Être non par le regard de l’autre mais par la connaissance de son propre être.
C’est moi,
C’est nous.
Être.
Mi mwen, mi wou,
Mi nou.
Ego sum, sumus.
Du point de départ au terme final,
Et du chemin retour,
De l’abscisse à l’ordonnée et de cette intersection existentielle.
L’être sans prisme, sans filtre et sans découpage.
De ce postulat-substrat irrévocable qui ne nécessite nulle proclamation pour… être.
Être : ce tonnerre fracassant fondateur d’existence,
Ce big-bang énigmatique et implacable,
Cette affirmation existentielle sereine et irréfutable.
Non un bruyant rugissement mais un hymne silencieux dans un étirement temporel,
Qui ne nécessite ni déclaration préalable,
Ni autorisation,
Ni approbation,
Ni demande en reconnaissance,
Ni recensement,
Ni affranchissement,
Ni conceptualisation,
Ni dissection,
Ni revendication.
L’inéluctabilité de l’être, l’irrémédiabilité d’être, la sereine urgence d’être.
Conscient d’être
De notre savoir, de nos capacités,
De notre héritage, de nos croisades,
De notre contemporanéité bouillonnante, de notre audace conquérante.
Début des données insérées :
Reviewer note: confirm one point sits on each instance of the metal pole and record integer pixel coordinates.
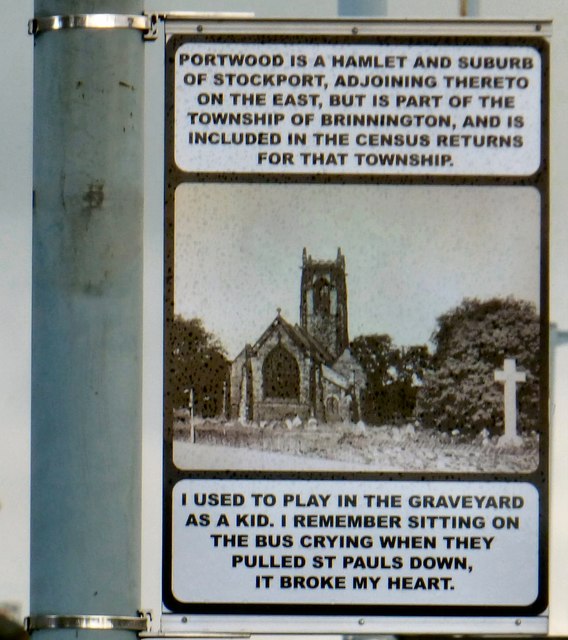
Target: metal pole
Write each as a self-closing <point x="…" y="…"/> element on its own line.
<point x="87" y="318"/>
<point x="362" y="8"/>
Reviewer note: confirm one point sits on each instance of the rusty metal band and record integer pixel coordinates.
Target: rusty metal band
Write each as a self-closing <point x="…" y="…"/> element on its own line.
<point x="87" y="622"/>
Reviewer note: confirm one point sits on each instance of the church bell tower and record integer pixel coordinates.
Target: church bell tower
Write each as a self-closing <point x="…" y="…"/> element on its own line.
<point x="323" y="302"/>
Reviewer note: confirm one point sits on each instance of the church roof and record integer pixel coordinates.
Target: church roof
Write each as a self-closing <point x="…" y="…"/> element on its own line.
<point x="299" y="336"/>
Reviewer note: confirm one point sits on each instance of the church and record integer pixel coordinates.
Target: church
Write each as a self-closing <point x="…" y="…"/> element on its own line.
<point x="304" y="370"/>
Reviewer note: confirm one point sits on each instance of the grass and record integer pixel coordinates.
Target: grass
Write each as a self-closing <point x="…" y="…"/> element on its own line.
<point x="385" y="448"/>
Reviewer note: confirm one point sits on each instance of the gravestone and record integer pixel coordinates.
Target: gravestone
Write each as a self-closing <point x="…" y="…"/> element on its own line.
<point x="510" y="377"/>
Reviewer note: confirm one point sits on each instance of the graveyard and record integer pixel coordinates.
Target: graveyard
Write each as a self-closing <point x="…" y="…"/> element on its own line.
<point x="409" y="447"/>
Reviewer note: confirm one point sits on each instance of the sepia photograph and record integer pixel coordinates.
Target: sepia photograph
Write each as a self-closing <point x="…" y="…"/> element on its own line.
<point x="343" y="327"/>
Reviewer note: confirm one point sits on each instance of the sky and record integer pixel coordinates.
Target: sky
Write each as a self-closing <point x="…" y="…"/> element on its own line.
<point x="412" y="252"/>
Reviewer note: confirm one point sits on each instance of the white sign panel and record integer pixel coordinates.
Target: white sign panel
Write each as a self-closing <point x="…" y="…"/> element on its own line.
<point x="428" y="543"/>
<point x="357" y="109"/>
<point x="356" y="305"/>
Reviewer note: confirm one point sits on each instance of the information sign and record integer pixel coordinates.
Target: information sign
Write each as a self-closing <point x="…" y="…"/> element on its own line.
<point x="356" y="324"/>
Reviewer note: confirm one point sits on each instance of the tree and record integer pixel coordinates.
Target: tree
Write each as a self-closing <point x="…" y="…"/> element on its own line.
<point x="471" y="342"/>
<point x="392" y="377"/>
<point x="196" y="362"/>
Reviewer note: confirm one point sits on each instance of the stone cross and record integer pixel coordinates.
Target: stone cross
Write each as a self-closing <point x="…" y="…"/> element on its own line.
<point x="509" y="376"/>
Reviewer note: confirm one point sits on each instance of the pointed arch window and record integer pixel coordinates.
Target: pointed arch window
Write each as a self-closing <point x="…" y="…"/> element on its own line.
<point x="322" y="296"/>
<point x="281" y="375"/>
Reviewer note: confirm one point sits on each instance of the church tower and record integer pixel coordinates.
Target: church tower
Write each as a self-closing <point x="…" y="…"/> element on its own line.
<point x="323" y="302"/>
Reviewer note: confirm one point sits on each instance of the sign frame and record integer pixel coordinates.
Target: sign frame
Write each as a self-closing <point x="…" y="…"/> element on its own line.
<point x="344" y="31"/>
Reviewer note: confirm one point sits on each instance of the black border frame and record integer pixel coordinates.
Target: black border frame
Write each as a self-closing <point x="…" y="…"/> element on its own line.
<point x="539" y="478"/>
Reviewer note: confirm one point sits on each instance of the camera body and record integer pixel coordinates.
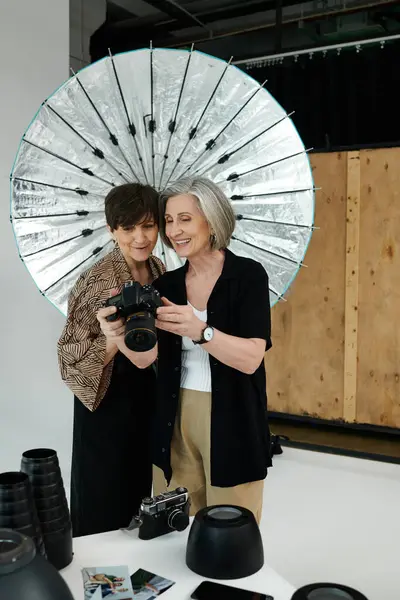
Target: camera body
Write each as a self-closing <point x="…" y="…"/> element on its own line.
<point x="162" y="514"/>
<point x="137" y="304"/>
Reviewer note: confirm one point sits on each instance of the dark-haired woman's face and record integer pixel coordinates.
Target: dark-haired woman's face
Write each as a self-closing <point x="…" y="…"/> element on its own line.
<point x="137" y="242"/>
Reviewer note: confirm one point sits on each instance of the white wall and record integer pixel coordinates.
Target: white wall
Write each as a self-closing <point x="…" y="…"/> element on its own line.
<point x="35" y="406"/>
<point x="85" y="17"/>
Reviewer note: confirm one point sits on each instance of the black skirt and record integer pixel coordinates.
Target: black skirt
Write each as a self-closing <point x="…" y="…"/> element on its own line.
<point x="111" y="455"/>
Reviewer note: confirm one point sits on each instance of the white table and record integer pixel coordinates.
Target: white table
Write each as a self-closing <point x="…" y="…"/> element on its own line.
<point x="164" y="556"/>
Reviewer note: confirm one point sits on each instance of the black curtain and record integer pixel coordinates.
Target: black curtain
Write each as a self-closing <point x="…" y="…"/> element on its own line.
<point x="350" y="99"/>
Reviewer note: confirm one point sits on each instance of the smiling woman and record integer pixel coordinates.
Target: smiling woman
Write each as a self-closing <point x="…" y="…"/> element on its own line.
<point x="211" y="430"/>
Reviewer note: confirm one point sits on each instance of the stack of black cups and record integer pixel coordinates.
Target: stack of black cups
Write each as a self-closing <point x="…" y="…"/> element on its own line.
<point x="43" y="469"/>
<point x="18" y="509"/>
<point x="33" y="502"/>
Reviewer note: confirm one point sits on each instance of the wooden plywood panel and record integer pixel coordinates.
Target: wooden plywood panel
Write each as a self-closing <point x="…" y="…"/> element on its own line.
<point x="306" y="364"/>
<point x="351" y="289"/>
<point x="378" y="396"/>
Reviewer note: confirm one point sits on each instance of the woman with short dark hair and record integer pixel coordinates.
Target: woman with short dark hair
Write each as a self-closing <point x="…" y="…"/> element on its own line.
<point x="113" y="387"/>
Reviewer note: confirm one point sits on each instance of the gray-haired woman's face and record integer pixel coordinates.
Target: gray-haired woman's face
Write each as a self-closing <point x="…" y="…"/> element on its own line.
<point x="186" y="227"/>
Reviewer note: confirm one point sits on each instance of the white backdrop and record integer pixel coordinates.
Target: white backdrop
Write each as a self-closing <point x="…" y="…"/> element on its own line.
<point x="35" y="406"/>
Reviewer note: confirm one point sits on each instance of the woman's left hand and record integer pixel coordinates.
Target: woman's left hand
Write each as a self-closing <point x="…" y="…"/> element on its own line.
<point x="179" y="319"/>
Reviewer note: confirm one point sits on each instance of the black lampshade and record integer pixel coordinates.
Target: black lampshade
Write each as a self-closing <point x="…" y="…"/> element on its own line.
<point x="25" y="575"/>
<point x="327" y="591"/>
<point x="224" y="543"/>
D’être et d’entrer en relation avec l’autre,
De la communion de nos intelligences,
De notre culture et de ses ramifications vivifiantes,
De notre identité, du croisement enrichissant et respectueux des identités,
De notre pensée, de la constellation interactive de nos pensées,
De notre existence, de nos existences croisées,
En pleine conscience de notre être,
conscients d’être, conscients de qui nous sommes, conscient de qui je suis,
et se révéler à soi, chaque jour qui passe.
Mé chimen-an long ek komba-a wo
Fok nou gadé woté komba-a, komba legzistans, komba la vi.
Cesser de confondre humeur et état,
révolte et révolution,
syncope et temps,
exemplarité et idolâtrie.
Et conjuguer tellurisme et endurance.
Célébrer la vie, l’instant sans perdre de vue le projet édificateur d’épanouissement collectif, de construction collégiale et d’émancipation sociétale.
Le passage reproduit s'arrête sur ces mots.